The "short stay" apartments are for "temporary" human habitation.
The Association's written submissions state, in effect, that because Table 1 Column 2 of the R Codes only refers to "single house" and "grouped dwelling", that council could not approve anything other than those two types of residential development. I disagree with that submission. The R Codes do not state what uses the council may or may not approve. The R Codes set standards in relation to certain residential development. The Scheme in cl 4.2.3 states that development of land "for any of the residential purposes dealt with by the (R Codes) shall conform to the provisions of those Codes". It is the Scheme which states what uses may be approved by council. The uses permitted in the Scheme are listed in the zoning table, which is Table 1 to the Scheme. "Residential building" is a "D" use. A "D" use is a use class which is "not permitted but to which Council may grant its approval" after having regard to the matters set out in cl 6.8 of the Scheme, which required inter alia that the council take into account the comments or wishes of objectors (which it did). The council therefore had jurisdiction to approve a "residential building" if it wished to do so. The fact that "residential building" is not listed in the R Codes density table does not mean that council had no jurisdiction to grant planning approval. The fact that it is not listed means that the R Codes have nothing to say about them. This ground must be dismissed.

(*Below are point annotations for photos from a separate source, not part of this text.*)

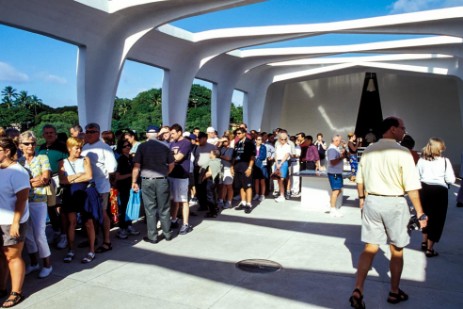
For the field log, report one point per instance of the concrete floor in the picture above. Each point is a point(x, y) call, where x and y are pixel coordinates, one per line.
point(318, 255)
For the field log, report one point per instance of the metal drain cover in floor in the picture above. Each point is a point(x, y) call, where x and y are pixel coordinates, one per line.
point(258, 266)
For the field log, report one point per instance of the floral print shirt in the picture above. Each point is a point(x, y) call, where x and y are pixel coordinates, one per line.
point(36, 167)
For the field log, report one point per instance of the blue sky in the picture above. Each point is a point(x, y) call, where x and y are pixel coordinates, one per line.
point(46, 67)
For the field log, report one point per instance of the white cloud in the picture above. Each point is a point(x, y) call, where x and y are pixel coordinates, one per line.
point(50, 78)
point(9, 73)
point(405, 6)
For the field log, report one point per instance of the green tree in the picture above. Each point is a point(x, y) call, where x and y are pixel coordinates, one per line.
point(9, 95)
point(22, 99)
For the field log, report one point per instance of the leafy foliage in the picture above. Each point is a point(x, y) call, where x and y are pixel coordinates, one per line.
point(28, 112)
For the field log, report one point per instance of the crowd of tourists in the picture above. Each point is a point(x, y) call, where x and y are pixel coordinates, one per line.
point(86, 180)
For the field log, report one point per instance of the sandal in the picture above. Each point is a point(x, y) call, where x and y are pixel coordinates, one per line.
point(106, 246)
point(395, 298)
point(69, 257)
point(357, 302)
point(88, 258)
point(3, 293)
point(431, 253)
point(11, 302)
point(424, 246)
point(211, 215)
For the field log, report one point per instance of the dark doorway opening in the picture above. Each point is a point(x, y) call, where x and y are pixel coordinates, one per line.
point(370, 115)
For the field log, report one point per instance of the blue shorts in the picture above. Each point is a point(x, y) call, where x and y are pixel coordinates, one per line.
point(283, 169)
point(336, 181)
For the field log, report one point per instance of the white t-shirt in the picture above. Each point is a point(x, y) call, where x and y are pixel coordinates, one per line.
point(14, 179)
point(103, 163)
point(281, 150)
point(436, 172)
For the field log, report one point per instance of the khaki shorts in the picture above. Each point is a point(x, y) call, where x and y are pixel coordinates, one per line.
point(7, 240)
point(384, 221)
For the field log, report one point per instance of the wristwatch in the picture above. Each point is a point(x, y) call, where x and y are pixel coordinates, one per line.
point(422, 217)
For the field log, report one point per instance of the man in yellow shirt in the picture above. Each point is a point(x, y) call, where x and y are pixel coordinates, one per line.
point(386, 172)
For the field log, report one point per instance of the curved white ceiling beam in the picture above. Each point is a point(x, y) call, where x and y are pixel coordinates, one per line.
point(352, 48)
point(111, 6)
point(416, 19)
point(381, 58)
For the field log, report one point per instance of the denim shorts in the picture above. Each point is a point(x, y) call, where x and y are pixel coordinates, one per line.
point(283, 169)
point(7, 240)
point(336, 181)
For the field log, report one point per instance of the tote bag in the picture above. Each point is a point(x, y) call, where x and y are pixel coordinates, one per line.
point(133, 206)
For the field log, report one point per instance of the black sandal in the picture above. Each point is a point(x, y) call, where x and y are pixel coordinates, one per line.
point(431, 253)
point(357, 302)
point(395, 298)
point(11, 302)
point(424, 246)
point(106, 246)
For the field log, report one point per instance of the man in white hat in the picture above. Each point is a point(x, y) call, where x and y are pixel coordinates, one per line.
point(212, 136)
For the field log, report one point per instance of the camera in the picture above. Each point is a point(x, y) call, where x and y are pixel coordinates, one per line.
point(414, 224)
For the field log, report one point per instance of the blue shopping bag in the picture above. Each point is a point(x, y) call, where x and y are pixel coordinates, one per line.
point(133, 206)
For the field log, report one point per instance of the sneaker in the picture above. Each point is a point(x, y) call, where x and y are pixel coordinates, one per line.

I then turn to grounds 4(b) and (c), which read:
"(b)alternatively the residential development on the land exceeds the maximum area of lot per dwelling prescribed by the DPS contrary to clause 4.3.1 of the DPS because:
(i)the 5 two storey three bedroom apartments classified by Council as a residential building is not in fact a residential building but rather grouped dwellings; and
(ii)the 5 two storey three bedroom apartments classified by Council as a multiple dwelling is in fact a grouped dwelling;
(a)[sic] alternatively the decision of Council to classify 5 two storey three bedroom apartments as a residential building was so unreasonable that no reasonable Council could have made that decision."
The facts in relation to this ground are complicated by the fact that the proposal put up to council, and commented on by the planning officer, was a proposal which combined "multiple dwellings" in relation to the five middle apartments (because of the stacking of one apartment above the other) and "residential building" for the five other short stay apartments. The effect of condition (s), however, changed the circumstances so that what was approved was development which involved five "short stay 2 storey 3 bedroom" apartments and five "permanent residential 2 storey 3 bedroom apartments".
The City submitted to this Court that the five "permanent" apartments in this new configuration were "multiple dwellings". That cannot be correct, because a "multiple dwelling" is defined in the Scheme and R Codes as I have set out above, and no apartment is located one above the other.
In my opinion, the five permanent residential apartments are "grouped dwellings", because they satisfy the definitions of "dwelling" and "grouped dwelling", which definitions are defined in the Scheme to have the meanings in the R Codes which read:
"Dwelling means a building or portion of a building being used or intended, adapted or designed to be used for the purpose of human habitation on a permanent basis by –
·a single person,
·a single family, or
·no more than six (6) persons who do not comprise a single family."
and
"Grouped dwelling means a dwelling which is one of a group of two or more dwellings on the same lot such that no dwelling is placed wholly or partly vertically above another, except where special conditions of landscape or topography dictate otherwise."
There was a submission made that the five permanent apartments were not "grouped dwellings" because they were not located on the ground. It was submitted that the R Codes manual states that "grouped dwellings" must be located on the ground. That is not what the manual says. The manual indicates that a "grouped dwelling" will "normally" have its own private garden area attached. There is nothing to say that a "grouped dwelling" must be located on the ground.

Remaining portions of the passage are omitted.